Additionally, a low tax to GDP ratio can hinder the government’s ability to address income inequality and promote social justice. Through progressive taxation, where higher-income individuals contribute a larger proportion of their income, the government can redistribute wealth and provide support to vulnerable populations. This can help bridge the gap between the rich and the poor, leading to a more equitable society.
Moreover, a low tax to GDP ratio can result in a heavy reliance on external borrowing to finance government expenditure. This can lead to an increase in public debt, which may have long-term consequences for the economy, such as higher interest payments and limited fiscal flexibility.
To address this issue, it is crucial for the Nigerian government to implement effective tax reforms. This could include expanding the tax base, improving tax administration and compliance, and reducing tax evasion and avoidance.
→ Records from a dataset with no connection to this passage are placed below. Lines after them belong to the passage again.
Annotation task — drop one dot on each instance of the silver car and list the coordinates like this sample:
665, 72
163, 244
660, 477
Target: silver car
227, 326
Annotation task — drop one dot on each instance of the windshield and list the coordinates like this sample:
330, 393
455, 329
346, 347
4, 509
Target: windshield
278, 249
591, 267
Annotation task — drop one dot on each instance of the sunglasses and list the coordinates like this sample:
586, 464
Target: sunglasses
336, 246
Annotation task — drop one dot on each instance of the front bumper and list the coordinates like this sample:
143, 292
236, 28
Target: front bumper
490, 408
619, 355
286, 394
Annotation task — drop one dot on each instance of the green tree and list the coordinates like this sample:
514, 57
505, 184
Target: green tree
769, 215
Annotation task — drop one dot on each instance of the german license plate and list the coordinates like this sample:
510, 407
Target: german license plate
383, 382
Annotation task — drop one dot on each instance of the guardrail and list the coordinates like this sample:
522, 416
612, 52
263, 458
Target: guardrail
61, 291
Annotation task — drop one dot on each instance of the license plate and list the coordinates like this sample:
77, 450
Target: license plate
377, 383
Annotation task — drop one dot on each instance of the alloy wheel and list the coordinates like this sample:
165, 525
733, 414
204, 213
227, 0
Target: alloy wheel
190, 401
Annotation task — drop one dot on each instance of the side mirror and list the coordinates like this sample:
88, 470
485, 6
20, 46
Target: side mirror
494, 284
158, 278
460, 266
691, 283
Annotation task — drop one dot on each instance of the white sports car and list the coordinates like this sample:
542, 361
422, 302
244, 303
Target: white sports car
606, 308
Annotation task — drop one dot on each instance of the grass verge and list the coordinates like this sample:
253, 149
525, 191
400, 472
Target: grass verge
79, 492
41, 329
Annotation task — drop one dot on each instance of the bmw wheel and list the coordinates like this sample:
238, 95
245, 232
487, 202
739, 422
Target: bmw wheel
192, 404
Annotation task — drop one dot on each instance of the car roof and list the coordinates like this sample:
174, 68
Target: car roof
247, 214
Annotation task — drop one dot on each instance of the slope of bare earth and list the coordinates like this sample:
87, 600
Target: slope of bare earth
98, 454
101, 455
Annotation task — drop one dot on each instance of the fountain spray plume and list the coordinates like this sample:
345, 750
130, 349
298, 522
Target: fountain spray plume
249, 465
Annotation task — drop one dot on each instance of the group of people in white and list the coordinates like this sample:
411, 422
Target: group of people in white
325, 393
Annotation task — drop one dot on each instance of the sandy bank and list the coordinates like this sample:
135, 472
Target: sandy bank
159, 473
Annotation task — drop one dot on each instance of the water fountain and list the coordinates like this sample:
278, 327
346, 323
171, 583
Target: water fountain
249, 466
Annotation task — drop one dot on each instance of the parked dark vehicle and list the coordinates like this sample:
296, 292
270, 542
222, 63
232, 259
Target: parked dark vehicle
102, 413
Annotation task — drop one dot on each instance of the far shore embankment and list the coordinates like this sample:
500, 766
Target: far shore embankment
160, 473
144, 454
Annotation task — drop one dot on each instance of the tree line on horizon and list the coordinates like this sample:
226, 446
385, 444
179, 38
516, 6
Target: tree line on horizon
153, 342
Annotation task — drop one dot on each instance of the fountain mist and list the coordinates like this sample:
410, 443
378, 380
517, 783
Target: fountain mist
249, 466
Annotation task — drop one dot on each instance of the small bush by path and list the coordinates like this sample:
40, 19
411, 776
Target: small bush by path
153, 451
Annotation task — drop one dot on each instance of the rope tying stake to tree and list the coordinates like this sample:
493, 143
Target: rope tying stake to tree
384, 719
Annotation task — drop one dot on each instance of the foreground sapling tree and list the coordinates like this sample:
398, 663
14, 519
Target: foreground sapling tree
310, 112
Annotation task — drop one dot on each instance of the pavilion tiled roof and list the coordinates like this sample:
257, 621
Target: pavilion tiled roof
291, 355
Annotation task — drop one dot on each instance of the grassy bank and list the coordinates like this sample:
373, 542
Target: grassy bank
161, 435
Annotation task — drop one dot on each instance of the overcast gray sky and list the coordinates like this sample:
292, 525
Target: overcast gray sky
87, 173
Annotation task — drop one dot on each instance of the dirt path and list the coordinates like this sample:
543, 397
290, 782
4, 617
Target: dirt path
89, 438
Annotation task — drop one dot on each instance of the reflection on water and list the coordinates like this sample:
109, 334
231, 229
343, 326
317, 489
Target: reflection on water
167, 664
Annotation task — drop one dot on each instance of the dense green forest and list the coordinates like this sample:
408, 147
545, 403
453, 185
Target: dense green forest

By doing so, the government can increase tax revenue without placing an excessive burden on the citizens.
Furthermore, there is a need to enhance transparency and accountability in the use of tax revenue. This will help build trust among taxpayers and ensure that the collected funds are utilized efficiently and effectively for the benefit of the society.

SarahDiv
Member
21 days ago

The government’s concern about Nigeria’s low tax-to-GDP ratio underscores the importance of boosting revenue for economic development and essential services. Collaboration with international partners like Germany shows commitment to addressing key challenges like employment and food security. Strengthening ties with MSMEs offers promising opportunities for mutual growth and skill enhancement.